TAC Bookshelf for the Week of July 1

Here's what our staff and writers are reading this week.
tac bookshelf

Matt Purple, managing editor: Some lighter fare from me this week, starting with the Weimar Republic. There’s been a surge of interest in interwar Germany as of late, probably due to its eerie parallels with our own times: the instability, the rush to political extremes, the hedonism. The show Babylon Berlin captures this fraught atmosphere well, as did in its own day Christopher Isherwood’s novel Goodbye to Berlin. 

Set between 1930 and 1933 and published in 1939, Goodbye to Berlin spotlights the bohemianism of its namesake: the cabarets, the seductions, the gay relationships. Yet whereas Babylon Berlin sends it whirling around your head with a faint, passing whisper of “darling,” Goodbye quietly hones in on its individual characters. Its narrator, an English writer, professes to be “a camera with its shutter open, quite passive”—and his lens picks up a good deal of humor and joy, a city jarringly normal in many ways. But it also captures the anti-Semitic darkness lurking just beneath. Even the most amiable characters in Goodbye are liable to surprise with Nazi hatreds. Near the beginning, two heretofore sympathetic women listen with glee as another woman in the flat below them is savagely beaten by her fiancé, courtesy of their having deceived him for no reason other than that she is a Jew. Near the end, a mob of young Nazis assaults a man so badly that his eye is left hanging out of its socket. This is not a sickness imposed from above: the vicious prejudices of average people feed directly into the stomping boots later on. Quietly indicted here are not just the Nazis but much of Berlin, those who cheer on fascism and those who, as Isherwood says, acclimate themselves to it “in accordance with a natural law, like an animal which changes its coat for the winter.”
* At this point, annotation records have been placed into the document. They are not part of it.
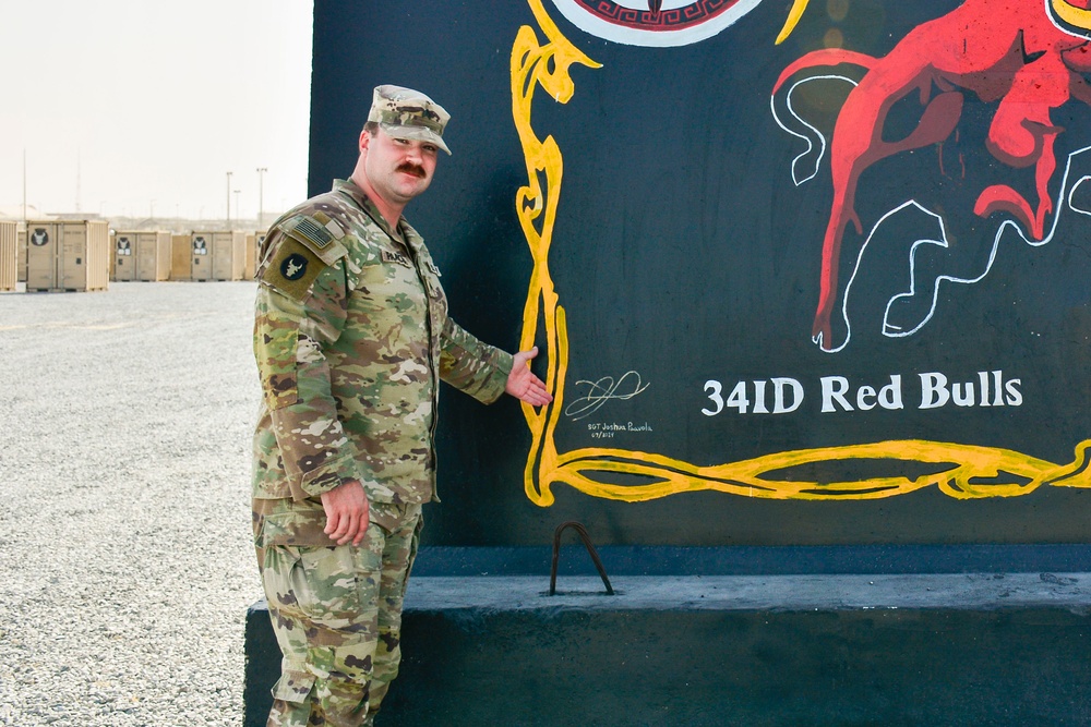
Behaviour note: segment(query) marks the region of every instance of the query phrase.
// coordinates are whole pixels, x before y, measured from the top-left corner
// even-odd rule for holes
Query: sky
[[[24,169],[49,214],[245,219],[307,196],[311,0],[0,8],[0,208]]]

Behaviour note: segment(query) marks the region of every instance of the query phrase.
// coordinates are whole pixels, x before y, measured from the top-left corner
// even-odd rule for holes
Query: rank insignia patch
[[[307,275],[307,258],[299,253],[292,253],[280,263],[280,275],[286,280],[299,280]]]

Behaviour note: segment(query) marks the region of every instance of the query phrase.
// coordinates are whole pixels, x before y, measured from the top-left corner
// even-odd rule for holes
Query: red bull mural
[[[943,143],[958,133],[967,95],[997,102],[985,140],[988,153],[1008,168],[1034,171],[1032,194],[997,180],[978,194],[974,215],[1007,217],[1027,242],[1045,241],[1051,214],[1064,205],[1054,202],[1054,195],[1064,191],[1056,185],[1054,143],[1065,130],[1051,114],[1068,102],[1091,102],[1091,87],[1083,77],[1091,71],[1089,28],[1091,13],[1086,8],[1059,1],[969,0],[913,28],[882,58],[826,48],[784,69],[774,93],[789,83],[794,88],[808,75],[829,77],[818,75],[818,69],[849,64],[865,70],[859,82],[852,82],[829,145],[834,204],[822,245],[818,310],[812,331],[816,343],[826,350],[842,344],[834,338],[831,317],[846,229],[851,225],[858,234],[864,231],[855,208],[861,174],[879,159],[926,147],[936,147],[937,165],[959,165],[959,159],[944,159]],[[911,95],[921,108],[916,128],[900,138],[886,138],[890,107]],[[801,181],[805,180],[796,183]],[[999,238],[997,233],[997,243]],[[934,291],[920,294],[930,292]],[[915,330],[906,331],[889,322],[887,328],[890,335]]]
[[[407,218],[554,396],[444,396],[431,537],[1091,536],[1086,0],[392,2],[315,3],[312,191],[373,85],[443,104]]]

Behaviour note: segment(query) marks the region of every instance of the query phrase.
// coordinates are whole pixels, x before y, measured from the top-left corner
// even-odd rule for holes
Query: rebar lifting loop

Isherwood was himself an English writer, who traveled to Berlin both to be with his friend W.H. Auden and, like so many other foreigners, to revel in the city’s permissive culture. And perhaps because he lived so actively, no other novelist has portrayed so well the fine-grain causes of why Germany went the way it did. The sheer prescience of Goodbye has made it a valuable historical artifact, while its mix of tension and glamor fits it naturally onto the stage and silver screen. It was the inspiration for the play Cabaret, as well as the origin of Sally Bowles, Weimar’s archetypal fictional nightclub singer.

From hell on earth to actual hell, which David Bentley Hart doesn’t think is an eternal sentence. Hart has a new book out, That All Shall Be Saved, which argues that those who believe that eternal damnation awaits the sinful are reading something far more brutal into Christianity than was ever intended. At issue are questions of justice—whether a just God could ever inflict such punitive punishments—and of freedom—whether anyone is ever totally free in choosing to sin—all of which Hart illuminates brilliantly and which I’m not remotely qualified to comment on here. Perhaps his most accessible inquiry is simply this: why does Christianity sometimes seem like the only modern religion that requires its adherents to be better than its God?

That All Shall Be Saved is a powerful blend of polemic and serious Scriptural study, laden with Hart’s trademark impatience with all who oppose him. Calvinists beware: his pen can be poison. I still occasionally call up his merciless review of Damon Linker’s book The Theocons when I’m feeling blue.